There is something in the air, and much of it comes together in the phrase ‘getting the gist.’ ‘I get your gist’ means ‘I see what you mean; I understand; I know where you’re coming from’. The word ‘gist’ comes from the German word ‘Geist’, a word rich in meanings, one of which is ‘spirit’, as in ‘gas’. Literally, when I say I get your gist, it means I get your gas, I breathe you in, there’s nothing that puts me off understanding you. The details might be obscure for now, you may be speaking a foreign language, but I get you. Your gist – I recognise it, I accept it, and I breathe it in. Nothing in it repels me, on the contrary – the breath is good, and we come together in the spirit of it with a view to an act that binds us.
So good breath makes it possible for us to bond and, bonded, be ready for action, for life. If we didn’t have breath, we wouldn’t be able to do anything. It keeps us alive at each moment of each day. In this sense, breath is quintessentially good – it is a good, and, along with things like water, it is the good. Bad breath betrays that vital goodness. Every breath you take is a renewal of the self, a rebeginning and, way beyond the self, it rebegins the origin of our species, the human being.
I am thinking of Genesis, when God breathes life into Adam, the first man, with the ‘ruah Elohim’ (we assume God’s breath, though that of an old man with a beard, was not smelly). This is breath in its purest form, as the origin of life itself, as the divine spirit that created humanity. Our breath, and the life that is both its cause and effect, remain divine - good, not bad - to the extent that each breath repeats that first puff, that founding inflation, that primal pumping, that bit of yeast (another word related to ‘Geist’) which got the whole thing started.

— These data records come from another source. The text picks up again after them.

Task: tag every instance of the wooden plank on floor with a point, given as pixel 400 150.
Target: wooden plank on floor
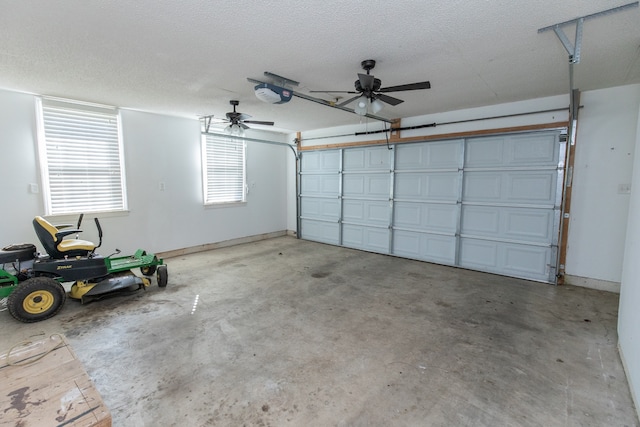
pixel 42 383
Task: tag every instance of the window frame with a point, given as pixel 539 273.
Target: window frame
pixel 236 191
pixel 84 183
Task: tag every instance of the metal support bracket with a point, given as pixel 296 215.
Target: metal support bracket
pixel 574 49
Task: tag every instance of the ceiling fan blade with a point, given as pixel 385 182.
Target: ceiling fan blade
pixel 388 99
pixel 366 81
pixel 332 91
pixel 410 86
pixel 343 103
pixel 258 122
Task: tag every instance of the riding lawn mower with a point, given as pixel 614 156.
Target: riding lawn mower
pixel 31 283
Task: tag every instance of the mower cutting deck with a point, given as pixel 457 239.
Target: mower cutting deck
pixel 32 283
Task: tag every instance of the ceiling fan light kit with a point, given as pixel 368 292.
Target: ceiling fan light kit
pixel 272 94
pixel 234 130
pixel 371 96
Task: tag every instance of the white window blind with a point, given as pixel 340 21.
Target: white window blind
pixel 80 157
pixel 223 165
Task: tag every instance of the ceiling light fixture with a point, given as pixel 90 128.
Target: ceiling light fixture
pixel 234 129
pixel 376 106
pixel 361 106
pixel 365 105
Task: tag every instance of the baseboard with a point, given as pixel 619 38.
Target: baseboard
pixel 223 244
pixel 587 282
pixel 631 385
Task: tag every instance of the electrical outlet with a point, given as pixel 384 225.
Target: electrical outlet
pixel 624 188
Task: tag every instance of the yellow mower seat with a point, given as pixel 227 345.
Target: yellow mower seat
pixel 54 242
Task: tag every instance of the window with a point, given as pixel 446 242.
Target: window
pixel 80 157
pixel 223 166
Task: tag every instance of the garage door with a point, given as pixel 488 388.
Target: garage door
pixel 488 203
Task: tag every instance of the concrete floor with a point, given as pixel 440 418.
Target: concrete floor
pixel 285 332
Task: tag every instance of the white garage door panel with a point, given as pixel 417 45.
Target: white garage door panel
pixel 424 246
pixel 367 238
pixel 429 155
pixel 533 150
pixel 438 186
pixel 315 208
pixel 440 218
pixel 366 159
pixel 530 262
pixel 512 151
pixel 320 185
pixel 514 187
pixel 366 185
pixel 488 203
pixel 366 212
pixel 320 161
pixel 325 232
pixel 520 224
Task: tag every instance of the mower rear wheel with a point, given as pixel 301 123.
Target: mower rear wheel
pixel 162 276
pixel 36 299
pixel 148 270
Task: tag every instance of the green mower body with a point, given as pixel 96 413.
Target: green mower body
pixel 31 283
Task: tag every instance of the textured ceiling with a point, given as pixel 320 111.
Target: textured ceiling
pixel 189 57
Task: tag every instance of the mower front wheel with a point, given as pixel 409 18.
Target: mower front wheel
pixel 36 299
pixel 162 276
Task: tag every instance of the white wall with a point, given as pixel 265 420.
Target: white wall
pixel 157 149
pixel 629 314
pixel 606 143
pixel 604 160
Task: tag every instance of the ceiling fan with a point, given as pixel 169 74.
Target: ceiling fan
pixel 237 121
pixel 370 94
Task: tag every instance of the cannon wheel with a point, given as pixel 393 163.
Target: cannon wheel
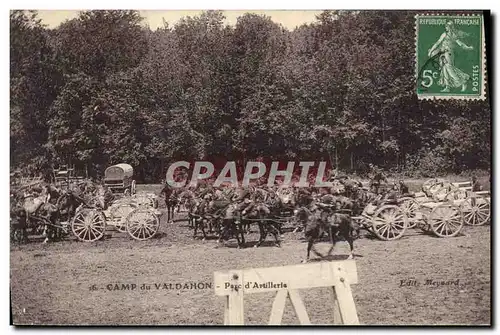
pixel 119 214
pixel 88 225
pixel 446 220
pixel 389 223
pixel 476 210
pixel 142 223
pixel 410 206
pixel 431 185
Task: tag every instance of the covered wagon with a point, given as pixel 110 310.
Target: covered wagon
pixel 119 178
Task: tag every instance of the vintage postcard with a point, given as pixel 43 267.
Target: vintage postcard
pixel 271 167
pixel 450 56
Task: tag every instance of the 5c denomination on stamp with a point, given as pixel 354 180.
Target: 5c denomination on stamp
pixel 450 57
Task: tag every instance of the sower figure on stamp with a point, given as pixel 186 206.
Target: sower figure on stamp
pixel 451 76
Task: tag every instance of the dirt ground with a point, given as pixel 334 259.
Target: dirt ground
pixel 74 283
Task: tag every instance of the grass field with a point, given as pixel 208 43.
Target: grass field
pixel 50 284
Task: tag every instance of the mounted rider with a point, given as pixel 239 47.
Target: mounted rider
pixel 377 176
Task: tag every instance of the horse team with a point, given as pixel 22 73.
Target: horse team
pixel 229 212
pixel 224 212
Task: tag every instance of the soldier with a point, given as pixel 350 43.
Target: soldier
pixel 377 177
pixel 476 186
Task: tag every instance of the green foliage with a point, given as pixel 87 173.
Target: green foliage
pixel 102 89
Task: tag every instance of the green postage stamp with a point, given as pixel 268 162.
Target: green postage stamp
pixel 450 56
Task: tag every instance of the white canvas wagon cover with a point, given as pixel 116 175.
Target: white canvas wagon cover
pixel 119 172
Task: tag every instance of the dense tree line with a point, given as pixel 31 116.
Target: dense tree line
pixel 102 89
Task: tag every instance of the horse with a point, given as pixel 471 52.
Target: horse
pixel 171 201
pixel 38 208
pixel 261 213
pixel 232 224
pixel 335 224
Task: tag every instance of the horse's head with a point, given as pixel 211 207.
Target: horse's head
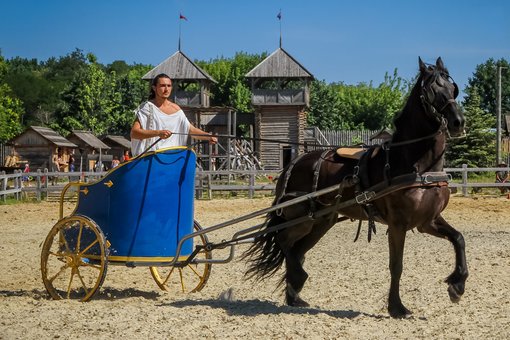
pixel 438 93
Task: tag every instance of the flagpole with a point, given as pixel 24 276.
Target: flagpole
pixel 179 46
pixel 280 20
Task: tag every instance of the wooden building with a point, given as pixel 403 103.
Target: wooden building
pixel 38 144
pixel 191 84
pixel 90 151
pixel 191 91
pixel 280 97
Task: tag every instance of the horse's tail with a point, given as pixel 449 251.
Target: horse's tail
pixel 265 256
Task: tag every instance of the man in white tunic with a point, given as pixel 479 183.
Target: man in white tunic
pixel 161 118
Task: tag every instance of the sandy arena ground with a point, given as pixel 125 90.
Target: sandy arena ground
pixel 347 288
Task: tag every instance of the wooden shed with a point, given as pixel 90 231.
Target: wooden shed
pixel 280 96
pixel 37 145
pixel 91 150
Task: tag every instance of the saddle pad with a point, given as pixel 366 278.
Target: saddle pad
pixel 354 153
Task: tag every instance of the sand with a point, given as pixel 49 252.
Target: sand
pixel 347 287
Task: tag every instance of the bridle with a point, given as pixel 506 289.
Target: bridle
pixel 427 94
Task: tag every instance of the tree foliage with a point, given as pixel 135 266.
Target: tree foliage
pixel 231 88
pixel 477 147
pixel 77 92
pixel 485 80
pixel 346 107
pixel 11 108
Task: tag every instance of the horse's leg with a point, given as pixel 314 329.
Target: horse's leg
pixel 296 276
pixel 457 279
pixel 396 241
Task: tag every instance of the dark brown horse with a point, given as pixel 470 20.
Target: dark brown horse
pixel 400 183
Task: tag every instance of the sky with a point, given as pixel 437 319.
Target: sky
pixel 335 40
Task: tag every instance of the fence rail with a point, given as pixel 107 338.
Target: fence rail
pixel 44 184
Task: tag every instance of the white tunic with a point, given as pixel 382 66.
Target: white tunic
pixel 177 123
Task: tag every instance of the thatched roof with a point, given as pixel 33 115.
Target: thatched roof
pixel 179 67
pixel 109 139
pixel 88 139
pixel 279 64
pixel 52 136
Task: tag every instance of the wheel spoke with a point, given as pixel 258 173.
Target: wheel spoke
pixel 168 276
pixel 82 281
pixel 62 238
pixel 182 281
pixel 67 272
pixel 64 267
pixel 195 271
pixel 78 241
pixel 90 265
pixel 90 246
pixel 70 283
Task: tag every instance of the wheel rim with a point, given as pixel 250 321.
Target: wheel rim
pixel 74 259
pixel 189 279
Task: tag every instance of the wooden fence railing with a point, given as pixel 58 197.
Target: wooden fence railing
pixel 43 184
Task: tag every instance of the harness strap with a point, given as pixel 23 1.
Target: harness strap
pixel 318 169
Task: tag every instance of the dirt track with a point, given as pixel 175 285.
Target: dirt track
pixel 347 287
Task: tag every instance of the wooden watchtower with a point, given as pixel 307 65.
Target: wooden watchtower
pixel 280 96
pixel 191 84
pixel 191 91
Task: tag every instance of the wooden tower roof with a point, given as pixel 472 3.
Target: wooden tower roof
pixel 49 134
pixel 179 67
pixel 279 64
pixel 87 138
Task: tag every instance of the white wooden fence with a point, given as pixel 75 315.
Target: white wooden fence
pixel 251 181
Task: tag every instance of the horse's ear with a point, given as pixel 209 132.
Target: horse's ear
pixel 423 67
pixel 439 63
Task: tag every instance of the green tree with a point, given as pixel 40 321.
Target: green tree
pixel 231 88
pixel 485 80
pixel 477 147
pixel 324 111
pixel 11 108
pixel 92 103
pixel 338 106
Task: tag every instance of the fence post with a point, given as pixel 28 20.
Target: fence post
pixel 17 184
pixel 252 186
pixel 464 180
pixel 38 185
pixel 3 185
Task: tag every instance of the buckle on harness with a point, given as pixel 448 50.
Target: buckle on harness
pixel 431 178
pixel 364 197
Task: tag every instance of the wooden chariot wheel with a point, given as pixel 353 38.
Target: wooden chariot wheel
pixel 74 259
pixel 189 279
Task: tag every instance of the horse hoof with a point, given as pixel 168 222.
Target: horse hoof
pixel 298 302
pixel 400 313
pixel 454 294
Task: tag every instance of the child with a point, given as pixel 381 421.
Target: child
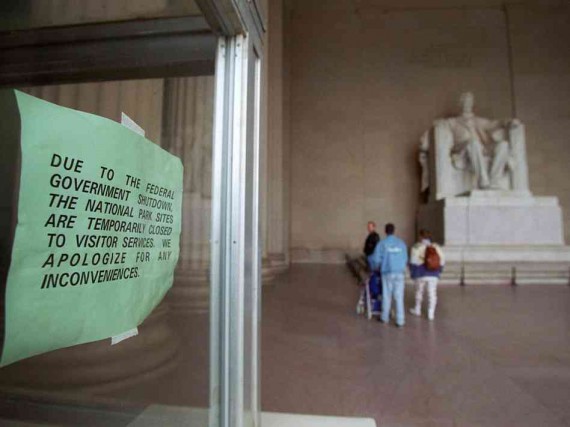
pixel 426 265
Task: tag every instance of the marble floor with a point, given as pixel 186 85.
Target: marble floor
pixel 494 356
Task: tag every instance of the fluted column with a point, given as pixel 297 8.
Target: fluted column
pixel 188 121
pixel 276 242
pixel 98 366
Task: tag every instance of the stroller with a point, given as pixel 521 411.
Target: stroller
pixel 370 301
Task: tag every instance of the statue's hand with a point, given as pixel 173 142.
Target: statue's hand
pixel 515 123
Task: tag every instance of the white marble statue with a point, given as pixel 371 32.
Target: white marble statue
pixel 465 153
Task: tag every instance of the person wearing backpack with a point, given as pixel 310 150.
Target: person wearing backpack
pixel 426 264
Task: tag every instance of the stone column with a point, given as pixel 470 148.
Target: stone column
pixel 187 133
pixel 99 367
pixel 277 259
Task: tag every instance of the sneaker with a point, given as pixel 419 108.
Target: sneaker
pixel 415 312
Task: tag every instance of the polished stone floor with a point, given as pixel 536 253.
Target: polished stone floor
pixel 494 356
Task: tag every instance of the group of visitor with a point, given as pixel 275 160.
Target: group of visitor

And if there is a connection between breath and life, there is also a connection between breath and death, and not just because they rhyme. In repeating the very first breath, each subsequent breath tells a story about the age of the world and of ourselves. We sigh when weighed down with experience, when the odometer has clocked a few more miles. When the ‘suspiria de profundis’, the ‘sigh from the depths’ overwhelms us, it is a mark of age that contrasts with the famously pure breath of babies. Because breath keeps us alive, it reminds us that one day we will expire.
So does my breath smell? What’s the answer? I’m glad you asked, it’s brought us closer to each other as human beings of a certain age, and the more it’s possible for us to breathe together the more life we can affirm in the time we have left. And when I ask you, in turn, about my breath, I’m reaching out to you in this shared, but finite, journey.